Why W3C not included Iframe in XHTML Strict
Because at the time it was seen as a bastard child of the widely-reviled
<frame> tag. In principle
<iframe> has many of the same properties as
<frame>, but in practice it seems to have encouraged more tasteful use, generally avoiding the worst of the navigational and usability problems that frameset interfaces suffered.
While HTML 5 is supports Iframe ?
(a). Because, unlike the
<iframe> has since turned out to be essential for mixed documents such as those including adverts, and many types of web application. There are still problems, as mentioned in other answers, but generally the
<iframe> is seen as a necessary feature that is here to stay. This isn't true of
<frame>, which is a “non-conforming feature” in HTML5 (the nearest HTML5 gets to any kind of ‘strict’).
(b). because the authors of HTML5 don't so much care about encouraging good practice anyway; it's about documenting what user-agents must do. They have thrown every obsolete feature of HTML4 into the standard, along with a lot of other traditional but dodgy browser behaviour including every last quirk of broken tag soup parsing. [aside: I am greatly amused to see the latest argument being discussed on their list being how the
<isindex> element should be handled — an element that literally nobody has used since HTML 2.0's form elements made it obsolete in 1995.]

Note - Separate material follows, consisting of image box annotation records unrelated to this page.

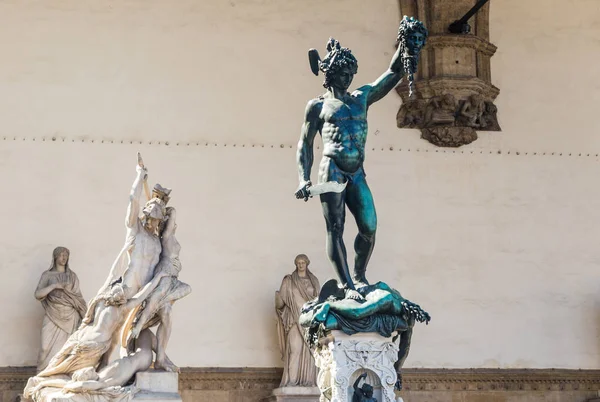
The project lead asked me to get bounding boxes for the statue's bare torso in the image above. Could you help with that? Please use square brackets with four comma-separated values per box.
[312, 90, 368, 176]
[123, 219, 162, 293]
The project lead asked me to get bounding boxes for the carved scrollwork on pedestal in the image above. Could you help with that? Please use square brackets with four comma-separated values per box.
[314, 331, 398, 402]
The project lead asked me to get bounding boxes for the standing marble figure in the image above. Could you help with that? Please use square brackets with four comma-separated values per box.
[275, 254, 319, 387]
[35, 247, 87, 372]
[296, 17, 427, 299]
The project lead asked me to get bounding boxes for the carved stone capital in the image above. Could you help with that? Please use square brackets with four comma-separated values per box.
[396, 0, 500, 147]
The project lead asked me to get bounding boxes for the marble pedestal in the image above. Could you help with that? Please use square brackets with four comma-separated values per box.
[133, 370, 181, 402]
[314, 331, 402, 402]
[263, 387, 320, 402]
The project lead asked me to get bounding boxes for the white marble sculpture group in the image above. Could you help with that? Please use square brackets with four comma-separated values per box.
[23, 154, 191, 402]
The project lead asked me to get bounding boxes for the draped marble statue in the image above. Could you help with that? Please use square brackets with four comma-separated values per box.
[275, 254, 319, 387]
[35, 247, 87, 372]
[24, 154, 191, 402]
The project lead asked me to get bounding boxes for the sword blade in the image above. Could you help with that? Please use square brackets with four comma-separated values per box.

Given the staggering size and complexity of HTML5, it's not really surprising that they didn't want the extra effort of declaring a more limited ‘strict mode’ profile. As work comes to an end, though, I would love to see an XHTML5 Strict or similar effort to trim back some of this mess. As it stands, Hixie and chums have taken a snapshot of every nasty hack a browser has to put in for compatibility today, and made it a standard requirement for all browsers in the foreseeable future, effectively condoning the bad practice.